Commercial cryoprecipitate is applied to a column filled with Fractogel® DEAE resin. The effluate is taken up and examined for factor VIII activity. Then after the column with a buffer with 110 mM sodium chloride, 10 mM sodium citrate × 5 H ₂ O, 120 mM glycine, 1 mM calcium chloride × 2 H ₂ O, pH 6.9 to 7.0 (with 1 M HCl adjust) washed. The column is then treated with a buffer which has the following composition: 250 mM sodium chloride, 20 mM sodium citrate × 5 H ₂ O, 80 mM glycine, 16 mM lysine, 2.5 mM calcium chloride × 2 H ₂ O at pH -Value from 6.9 to 7.0.

The fraction thus obtained is mixed with sucrose. Then the fraction with tri (n-butyl) phosphate / Tween 0.1% / 0.3% held at 64 ° C for 12 hours. Then he will again ion exchange chromatography on TSK-Fracto gel®-DEAE or EMD-Fractogel®-TMAE.

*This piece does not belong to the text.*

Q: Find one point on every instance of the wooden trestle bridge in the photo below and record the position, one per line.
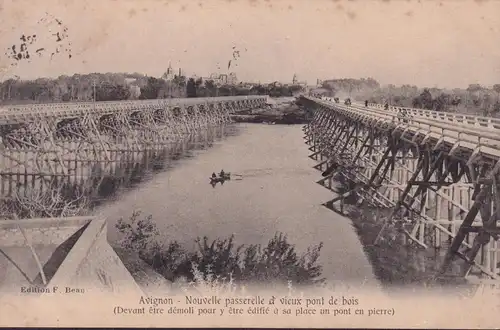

The factor VIII active fraction is eluted with a buffer containing 250 mM sodium chloride, 20 mM sodium citrate × 5 H ₂ O, 80 mM glycine, 16 mM lysine, 2.5 mM calcium chloride × 2 H ₂ O.

Example 2

Virus inactivation without the presence of calcium ions is carried out by, as described in Example 1, the commercial cryoprecipitate is treated, the Buffer (wash buffer and elution buffer) before heating action no calcium compounds have been added. The heat treatment is then carried out without the addition of Calciumio and then, as described in Example 1, worked up further.

Claims (11)

1. Procedure for inactivating viruses, in particular re are not provided with a lipid envelope, in Pro blood, blood-containing compositions plasma or similar natural sources Treat the source with an effective amount of Di- or trialkyl phosphates and optionally Benet agents, simultaneously or in succession an elevated temperature in the range of 55 ° C to 67 ° C for a period of five hours to 30 hours. 2. The method of claim 1, wherein the amount of di or Trialkyl phosphate is between 0.001% and 1%. 3. The method according to claim 1 and / or 2, wherein the tempe temperature is between 60 ° C and 65 ° C. 4. The method according to at least one of claims 1 to 3, the duration of the heat treatment being at least 10 Hours. 5. The method according to at least one of claims 1 to 4, taking the protein first from the natural source by chromatographic or precipitation processes is enriched. 6. The method according to at least one of claims 1 to 5, being before treatment with di- or trialkylphospha ten with simultaneous treatment at elevated tem temperature, supporting substances such as sucrose, Sorbitol or short-chain neutral amino acids added be set.   7. The method of claim 6, wherein the concentration of Sucrose is up to 200 wt .-%. 8. The method according to claim 6 and / or 7, wherein the amino Acids glycine, lysine and / or arginine who used the. 9. The method according to at least one of claims 1 to 8, being treated at elevated temperature without Calcium ions are added. 10. The method according to at least one of claims 1 to 9, taking care of treatment with di- or trialkyl phosphates and simultaneous temperature treatment, another chromatographic purification step connects. 11. The method according to at least one of claims 1 to 10, the pH when treated with di- or Trialkylphosphaten and elevated temperature at 6.0 to 8.5 lies.